Wat moet ik weten over bacteriële identificatie?
Bacteriële identificatie is een proces dat wordt gebruikt om de identiteit van specifieke bacteriën vast te stellen. Het is een belangrijk onderdeel van de medische behandeling, omdat veel behandelingen sterk afhankelijk zijn van de identiteit van het specifieke organisme dat een medisch probleem veroorzaakt, en het is ook een belangrijk onderdeel van wetenschappelijk onderzoek. Een aantal technieken worden gebruikt bij de identificatie van bacteriën en er worden voortdurend nieuwe technieken bedacht naarmate mensen meer leren over bacteriën en er nieuwe medische apparatuur wordt ontwikkeld.

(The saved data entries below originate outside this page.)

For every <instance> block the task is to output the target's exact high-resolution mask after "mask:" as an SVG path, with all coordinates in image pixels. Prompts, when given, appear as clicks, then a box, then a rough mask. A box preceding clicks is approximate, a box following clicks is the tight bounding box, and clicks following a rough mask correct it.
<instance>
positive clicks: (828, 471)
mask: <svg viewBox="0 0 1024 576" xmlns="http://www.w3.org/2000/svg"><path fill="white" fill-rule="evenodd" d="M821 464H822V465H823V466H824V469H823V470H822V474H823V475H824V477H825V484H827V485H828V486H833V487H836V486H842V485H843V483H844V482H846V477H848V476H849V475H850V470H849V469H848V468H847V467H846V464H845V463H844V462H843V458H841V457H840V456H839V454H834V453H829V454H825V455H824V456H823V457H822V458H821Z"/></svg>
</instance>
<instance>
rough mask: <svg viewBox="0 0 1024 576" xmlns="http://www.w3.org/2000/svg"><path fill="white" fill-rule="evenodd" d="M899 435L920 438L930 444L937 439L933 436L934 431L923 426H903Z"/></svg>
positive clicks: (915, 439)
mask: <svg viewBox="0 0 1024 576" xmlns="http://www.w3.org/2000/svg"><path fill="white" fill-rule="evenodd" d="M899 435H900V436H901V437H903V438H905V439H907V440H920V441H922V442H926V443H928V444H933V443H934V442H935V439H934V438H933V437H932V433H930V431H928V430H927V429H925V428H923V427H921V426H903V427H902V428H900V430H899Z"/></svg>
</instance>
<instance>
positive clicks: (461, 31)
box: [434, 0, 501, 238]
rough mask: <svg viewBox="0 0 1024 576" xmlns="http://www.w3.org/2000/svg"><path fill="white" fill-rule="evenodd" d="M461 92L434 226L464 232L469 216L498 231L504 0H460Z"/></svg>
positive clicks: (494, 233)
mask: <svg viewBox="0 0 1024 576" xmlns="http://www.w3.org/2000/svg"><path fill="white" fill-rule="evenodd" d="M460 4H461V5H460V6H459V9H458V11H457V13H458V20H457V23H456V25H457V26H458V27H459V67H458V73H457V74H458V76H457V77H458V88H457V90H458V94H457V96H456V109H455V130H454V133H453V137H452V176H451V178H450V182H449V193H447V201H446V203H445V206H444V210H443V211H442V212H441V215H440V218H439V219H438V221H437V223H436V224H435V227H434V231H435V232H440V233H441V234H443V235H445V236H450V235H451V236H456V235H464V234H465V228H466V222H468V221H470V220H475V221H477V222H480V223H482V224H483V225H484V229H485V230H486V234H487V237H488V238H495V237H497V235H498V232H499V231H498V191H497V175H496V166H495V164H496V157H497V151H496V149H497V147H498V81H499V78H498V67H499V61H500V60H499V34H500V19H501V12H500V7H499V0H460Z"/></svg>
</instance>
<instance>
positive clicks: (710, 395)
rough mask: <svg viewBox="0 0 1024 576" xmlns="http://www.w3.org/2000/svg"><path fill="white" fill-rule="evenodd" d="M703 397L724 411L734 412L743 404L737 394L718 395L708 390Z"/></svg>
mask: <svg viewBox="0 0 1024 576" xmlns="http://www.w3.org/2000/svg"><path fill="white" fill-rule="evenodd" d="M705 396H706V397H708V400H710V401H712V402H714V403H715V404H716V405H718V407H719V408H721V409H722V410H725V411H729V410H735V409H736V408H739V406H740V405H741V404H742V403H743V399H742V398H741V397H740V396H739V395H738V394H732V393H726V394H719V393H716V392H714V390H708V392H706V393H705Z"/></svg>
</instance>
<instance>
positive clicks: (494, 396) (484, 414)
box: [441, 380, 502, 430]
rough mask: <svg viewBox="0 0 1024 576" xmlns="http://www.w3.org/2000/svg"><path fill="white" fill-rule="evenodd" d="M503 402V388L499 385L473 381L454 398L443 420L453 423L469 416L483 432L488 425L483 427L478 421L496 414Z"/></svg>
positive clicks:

De eerste fase van bacteriële identificatie omvat het creëren van een isolaat, een werkend monster van de betreffende bacteriën. Isoleert begint met een klein uitstrijkje van de vermoedelijke bacteriën die zijn genomen van een patiënt of een object. Het isolaat wordt gemaakt door een groeimedium te vinden dat de bacteriën ondersteunt, en met succes het kweken van voldoende bacteriën voor studie. Dit kan een echte uitdaging zijn, omdat bacteriën erg kieskeurig zijn en ze niet in elk medium groeien. Het is ook belangrijk om te voorkomen dat het groeimedium of monster wordt besmet, omdat dit tot verwarrende resultaten kan leiden.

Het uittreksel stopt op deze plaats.